On Tue 17-02-26 14:32:25, T.J. Mercier wrote:
> On Tue, Feb 17, 2026 at 1:25 PM Amir Goldstein <[email protected]> wrote:
> > > > Are you expecting to get IN_IGNORED|IN_DELETE_SELF on an entry
> > > > while watching the parent? Because this is not how the API works.
> > >
> > > No, only on the file being watched. The parent should only get
> > > IN_DELETE, but I read your feedback below and I'm fine with removing
> > > that part and just sending the DELETE_SELF and IN_IGNORED events.
> > >
> >
> > So if the file was being watched, some application needed to call
> > inotify_add_watch() with the user path to the cgroupfs inode
> > and inotify watch keeps a live reference to this vfs inode.
> >
> > When the cgroup is being destroyed something needs to drop
> > this vfs inode and call __destroy_inode() -> fsnotify_inode_delete()
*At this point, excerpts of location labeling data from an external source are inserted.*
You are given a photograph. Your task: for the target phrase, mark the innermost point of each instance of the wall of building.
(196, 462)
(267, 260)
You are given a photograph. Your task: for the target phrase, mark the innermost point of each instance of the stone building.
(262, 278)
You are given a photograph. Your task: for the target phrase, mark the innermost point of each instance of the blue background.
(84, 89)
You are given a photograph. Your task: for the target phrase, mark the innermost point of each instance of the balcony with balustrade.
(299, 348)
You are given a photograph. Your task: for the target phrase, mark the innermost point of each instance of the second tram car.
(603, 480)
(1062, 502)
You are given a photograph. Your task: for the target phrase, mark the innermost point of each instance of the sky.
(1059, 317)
> > which should remove the inotify watch and result in IN_IGNORED.
>
> Nothing like this exists before this patch.
>
> > IN_DELETE_SELF is a different story, because the inode does not
> > have zero i_nlink.
> >
> > I did not try to follow the code path of cgroupfs destroy when an
> > inotify watch on a cgroup file exists, but this is what I expect.
> > Please explain - what am I missing?
>
> Yes that's the problem here. The inode isn't dropped unless the watch
> is removed, and the watch isn't removed because kernfs doesn't go
> through vfs to notify about file removal. There is nothing to trigger
> dropping the watch and the associated inode reference except this
> patch calling into fsnotify_inoderemove which both sends
> IN_DELETE_SELF and calls __fsnotify_inode_delete for the IN_IGNORED
> and inode cleanup.
>
> Without this, the watch and inode persist after file deletion until
> the process exits and file descriptors are cleaned up, or until
> inotify_rm_watch gets called manually.
Hrm. I was scratching my head how it is possible VFS isn't involved for a
while. So let me share what I found:
Normally fsnotify_inoderemove() is called from dentry_unlink_inode() which
is called from d_delete() (name unlinked) and __dentry_kill() (last dput()).
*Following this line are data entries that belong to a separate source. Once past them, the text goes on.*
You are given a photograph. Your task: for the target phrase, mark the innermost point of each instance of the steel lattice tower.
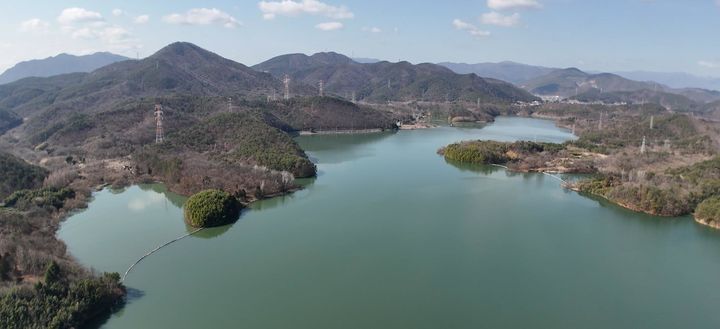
(286, 81)
(158, 124)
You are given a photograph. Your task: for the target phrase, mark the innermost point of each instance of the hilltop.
(60, 64)
(572, 82)
(512, 72)
(385, 81)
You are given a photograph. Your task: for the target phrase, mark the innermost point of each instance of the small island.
(708, 212)
(210, 208)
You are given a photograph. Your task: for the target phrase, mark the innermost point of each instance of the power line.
(286, 82)
(159, 138)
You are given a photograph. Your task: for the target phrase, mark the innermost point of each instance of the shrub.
(211, 208)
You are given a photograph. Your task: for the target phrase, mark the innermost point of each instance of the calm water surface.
(390, 235)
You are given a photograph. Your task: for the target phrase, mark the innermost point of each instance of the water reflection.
(176, 199)
(341, 148)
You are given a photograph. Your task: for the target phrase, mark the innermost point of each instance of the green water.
(389, 235)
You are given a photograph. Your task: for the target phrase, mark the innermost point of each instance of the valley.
(69, 138)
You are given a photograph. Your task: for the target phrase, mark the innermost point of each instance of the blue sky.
(609, 35)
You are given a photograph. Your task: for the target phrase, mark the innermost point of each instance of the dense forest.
(672, 174)
(40, 286)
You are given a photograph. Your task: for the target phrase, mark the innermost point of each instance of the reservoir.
(390, 235)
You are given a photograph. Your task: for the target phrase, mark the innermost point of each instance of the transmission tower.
(286, 81)
(158, 124)
(642, 147)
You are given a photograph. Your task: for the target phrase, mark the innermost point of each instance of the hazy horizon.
(638, 35)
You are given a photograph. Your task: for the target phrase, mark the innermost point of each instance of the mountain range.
(521, 74)
(573, 82)
(60, 64)
(385, 81)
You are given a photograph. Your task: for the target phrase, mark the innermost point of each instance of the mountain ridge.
(60, 64)
(386, 81)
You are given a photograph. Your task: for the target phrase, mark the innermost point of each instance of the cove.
(390, 235)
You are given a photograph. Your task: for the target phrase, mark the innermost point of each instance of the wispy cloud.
(513, 4)
(34, 25)
(329, 26)
(472, 29)
(78, 15)
(498, 19)
(203, 16)
(142, 19)
(80, 23)
(272, 9)
(710, 64)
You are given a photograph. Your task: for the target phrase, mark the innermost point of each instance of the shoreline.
(338, 131)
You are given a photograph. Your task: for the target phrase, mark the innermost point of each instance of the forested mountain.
(512, 72)
(384, 81)
(60, 64)
(572, 82)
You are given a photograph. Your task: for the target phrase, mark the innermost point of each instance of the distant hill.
(515, 73)
(60, 64)
(179, 68)
(677, 80)
(572, 81)
(712, 110)
(385, 81)
(673, 102)
(109, 112)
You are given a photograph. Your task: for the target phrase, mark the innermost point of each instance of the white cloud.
(78, 15)
(472, 29)
(329, 26)
(512, 4)
(495, 18)
(271, 9)
(710, 64)
(34, 25)
(142, 19)
(203, 16)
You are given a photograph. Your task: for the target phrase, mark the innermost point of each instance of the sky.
(596, 35)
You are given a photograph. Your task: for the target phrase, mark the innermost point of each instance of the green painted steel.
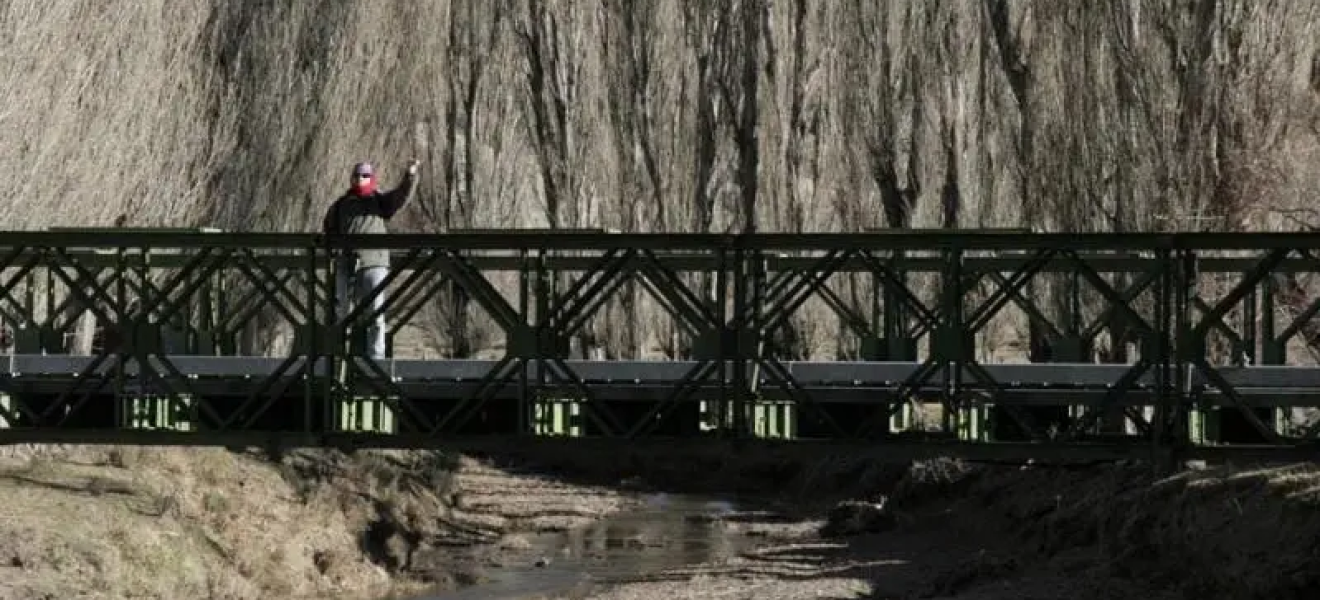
(1174, 307)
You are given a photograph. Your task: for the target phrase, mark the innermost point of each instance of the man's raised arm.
(397, 198)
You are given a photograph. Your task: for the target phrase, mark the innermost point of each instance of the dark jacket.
(353, 214)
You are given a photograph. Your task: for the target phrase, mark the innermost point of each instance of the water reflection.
(663, 533)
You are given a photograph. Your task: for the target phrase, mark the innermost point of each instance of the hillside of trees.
(667, 115)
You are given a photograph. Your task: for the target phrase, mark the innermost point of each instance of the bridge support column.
(364, 414)
(557, 417)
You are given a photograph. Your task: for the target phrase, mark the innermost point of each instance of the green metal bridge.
(1183, 344)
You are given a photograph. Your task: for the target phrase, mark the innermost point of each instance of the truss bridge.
(986, 344)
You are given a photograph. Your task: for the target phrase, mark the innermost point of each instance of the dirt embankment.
(990, 533)
(209, 522)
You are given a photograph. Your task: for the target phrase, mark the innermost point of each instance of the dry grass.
(1240, 533)
(159, 522)
(215, 524)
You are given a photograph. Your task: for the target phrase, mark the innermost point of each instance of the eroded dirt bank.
(978, 533)
(180, 524)
(214, 524)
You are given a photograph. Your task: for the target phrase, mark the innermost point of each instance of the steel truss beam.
(181, 314)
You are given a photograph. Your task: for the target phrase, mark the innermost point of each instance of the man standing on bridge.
(364, 210)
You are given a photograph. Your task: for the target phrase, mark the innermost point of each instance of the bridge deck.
(642, 380)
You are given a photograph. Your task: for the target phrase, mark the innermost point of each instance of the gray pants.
(367, 280)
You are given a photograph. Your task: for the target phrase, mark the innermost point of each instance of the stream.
(664, 532)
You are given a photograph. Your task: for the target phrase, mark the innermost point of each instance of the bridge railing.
(1166, 339)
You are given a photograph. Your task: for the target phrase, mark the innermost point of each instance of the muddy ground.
(981, 533)
(178, 524)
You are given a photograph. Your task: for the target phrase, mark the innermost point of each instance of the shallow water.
(663, 533)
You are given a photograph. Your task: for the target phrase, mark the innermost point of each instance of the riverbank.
(209, 522)
(993, 533)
Now it is true that kernfs doesn't bother with pruning child dentries from
its rmdir implementation. It just marks all corresponding kernfs_nodes
(inodes) as dead and that's it so d_delete() isn't called. But vfs_rmdir()
makes up for this by calling shrink_dcache_parent() on the removed
directory so the child dentries end up going through __dentry_kill(). *But*
kernfs also doesn't bother to set i_nlink for these child dentries to 0
when marking them as dead and so __dentry_kill() doesn't call
fsnotify_inoderemove(). So at this point it seems more like a kernfs bug
that children inodes aren't properly cleaned up by setting i_nlink to 0 and
I don't think we should paper over this by calling fsnotify_inoderemove()
explicitely.
Honza
--
Jan Kara <[email protected]>
SUSE Labs, CR